I do this mainly to minimize tearout at the back of cuts, but it also does a very efficient job of preventing kickbacks, or flying short cutoff pieces, too.
 
Glen,

A few days ago I just made a master pattern for both my TS insert and CMS insert. I used 3/4in MDF for the master pattern. I can batch cut 3 inserts at a time using this pattern.... So now I have a stack of extras:D. I dont' need to put any screw holes in the inserts for my TS, but using the CMS origonal inset for a drill guide is a good idea. :thumb:
 
On my Hitachi CF8B, I've used a ZC insert in the base fever since the saw was new - about 15 years ago. For the past ten or more years, I've been using BB plywood fence faces that slide along the aluminum extrusions (aftermarket) of the 'main' fence. In effect, this also provides a zero-clearance for the fence as well. The plywood inserts are expendable, and do get eaten away as various miter angles are used, but loosening a few bolts and sliding them over to the center again then closes any gap and returns them to "ZC".

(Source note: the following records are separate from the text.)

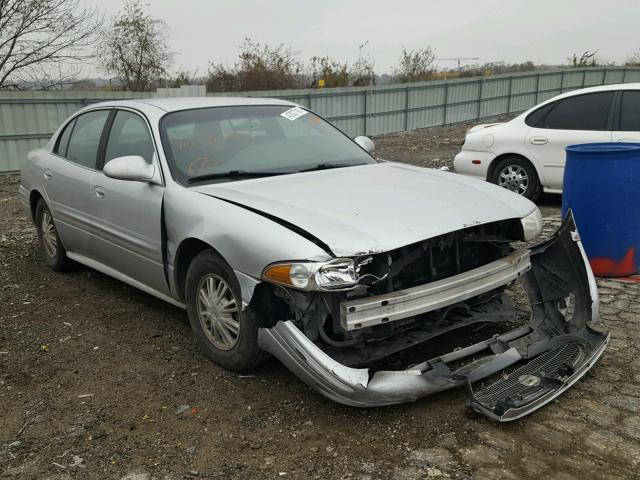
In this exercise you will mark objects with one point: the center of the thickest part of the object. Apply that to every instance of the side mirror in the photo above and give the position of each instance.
(131, 167)
(366, 143)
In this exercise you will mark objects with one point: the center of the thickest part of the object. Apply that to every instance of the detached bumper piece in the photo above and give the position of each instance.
(507, 376)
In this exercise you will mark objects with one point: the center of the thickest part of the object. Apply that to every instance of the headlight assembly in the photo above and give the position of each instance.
(334, 275)
(531, 225)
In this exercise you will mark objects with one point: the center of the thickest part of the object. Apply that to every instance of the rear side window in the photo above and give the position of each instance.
(582, 112)
(63, 140)
(630, 111)
(129, 136)
(85, 138)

I do this mainly to minimize tearout at the back of cuts, but it also does a very efficient job of preventing kickbacks, or flying short cutoff pieces, too.

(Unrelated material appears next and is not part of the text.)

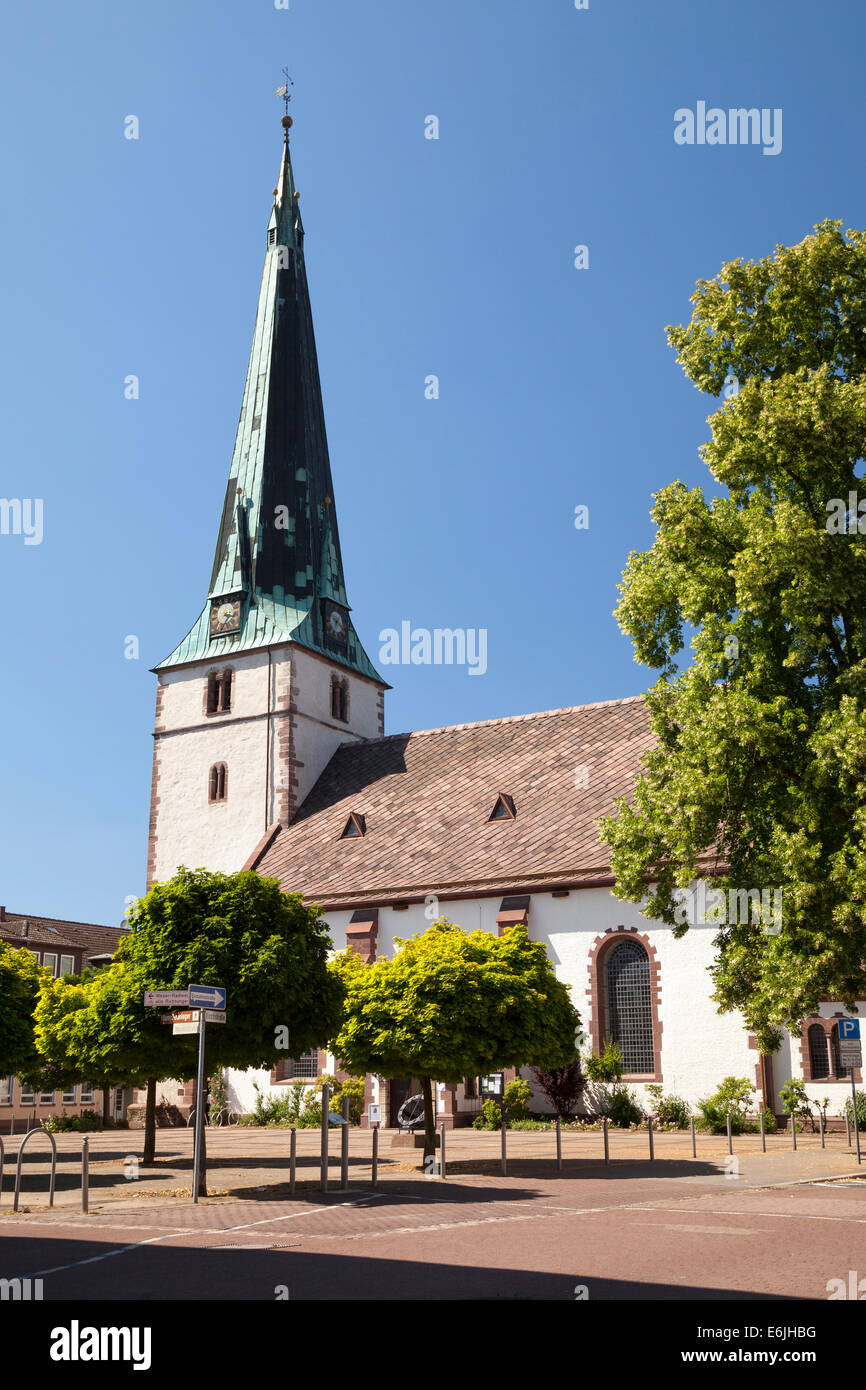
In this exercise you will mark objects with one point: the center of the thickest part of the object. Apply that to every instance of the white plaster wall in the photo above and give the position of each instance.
(699, 1047)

Jim, I'd be interested in seeing a few pictures if you have some!!

Good ideas guys. And thanks for the pictures Glenn. What brand miter saw do you have? I'm guessing a Delta, but I can't tell for sure. Jim.
 
Jim, I'd be interested in seeing a few pictures if you have some!!

Good ideas guys. And thanks for the pictures Glenn. What brand miter saw do you have? I'm guessing a Delta, but I can't tell for sure. Jim.

Jim,

Glen has a DeWalt. I think I have the same one....... the Yellow didn't give it away? :rofl:
 
Yeah, Sean's got it. I think we both have the same little DW703. Mine has been a little workhorse. It may be due to it's squat build but everytime I take a few moments to check the stops, etc. for accuracy. . . they're still fine.
 
Jim, I'd be interested in seeing a few pictures if you have some!! ...

Okay, Here you go. First, a pic of the front:

front.JPG

Then one of the back - note the tear-out on the plywood:

back.JPG

And another of the back, showing the full length of the extrusion (ignore the piece of dowel. It's just resting there between cuts...):

back2.JPG

And finally, a shot showing the extrusion's profile, along with a blank (½" BB ply) for the base ZCI.

insert.JPG

Hope this helps.
 
Jim D.,
That is a sweet setup.

Glenn,
The extrusions are a fairly common item today, Several companies - Kreg, Rockler, Woodhaven, etc. - are using that or a very similar one for bandsaw fences, router table fences, etc.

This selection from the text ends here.